It's not possible. The usual way you do it is this:
template<int N>
struct foo {
static const int value = N;
};
and for types
template<typename T>
struct foo {
typedef T type;
};
You can access it then as foo<39>::value
or foo<int>::type
.
If you have a particular type, you can use partial template specialization:
template<typename>
struct steal_it;
template<std::size_t N>
struct steal_it< std::bitset<N> > {
static const std::size_t value = N;
};
The same principle is possible for type parameters too, indeed. Now you can pass any bitset to it, like steal_it< std::bitset<16> >::value
(note to use size_t, not int!). Because we have no variadic many template paramters yet, we have to limit ourself to a particular parameter count, and repeat the steal_it template specializations for count from 1 up to N. Another difficulty is to scan types that have mixed parameters (types and non-types parameters). This is probably nontrivial to solve.

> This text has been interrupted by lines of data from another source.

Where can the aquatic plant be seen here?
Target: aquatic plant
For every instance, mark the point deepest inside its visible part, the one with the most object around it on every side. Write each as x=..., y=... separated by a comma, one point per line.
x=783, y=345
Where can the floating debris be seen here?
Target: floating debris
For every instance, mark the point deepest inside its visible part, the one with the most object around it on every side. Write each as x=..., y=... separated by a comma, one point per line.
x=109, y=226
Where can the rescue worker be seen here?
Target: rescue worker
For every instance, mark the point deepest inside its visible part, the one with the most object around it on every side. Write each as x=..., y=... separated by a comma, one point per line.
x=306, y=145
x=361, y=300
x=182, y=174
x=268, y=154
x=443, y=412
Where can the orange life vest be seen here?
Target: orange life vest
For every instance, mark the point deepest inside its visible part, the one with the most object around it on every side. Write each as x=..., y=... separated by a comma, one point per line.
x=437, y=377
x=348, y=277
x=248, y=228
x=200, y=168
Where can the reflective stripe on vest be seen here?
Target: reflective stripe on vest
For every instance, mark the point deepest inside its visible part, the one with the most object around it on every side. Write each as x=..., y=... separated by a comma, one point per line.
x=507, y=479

If you have not the type, but only an object of it, you can use a trick, to still get a value at compile time:
template<typename T>
char (& getN(T const &) )[steal_it<T>::value];
int main() {
std::bitset<16> b;
sizeof getN(b); // assuming you don't know the type, you can use the object
}
The trick is to make the function template auto-deduce the type, and then return a reference to a character array. The function doesn't need to be defined, the only thing needed is its type.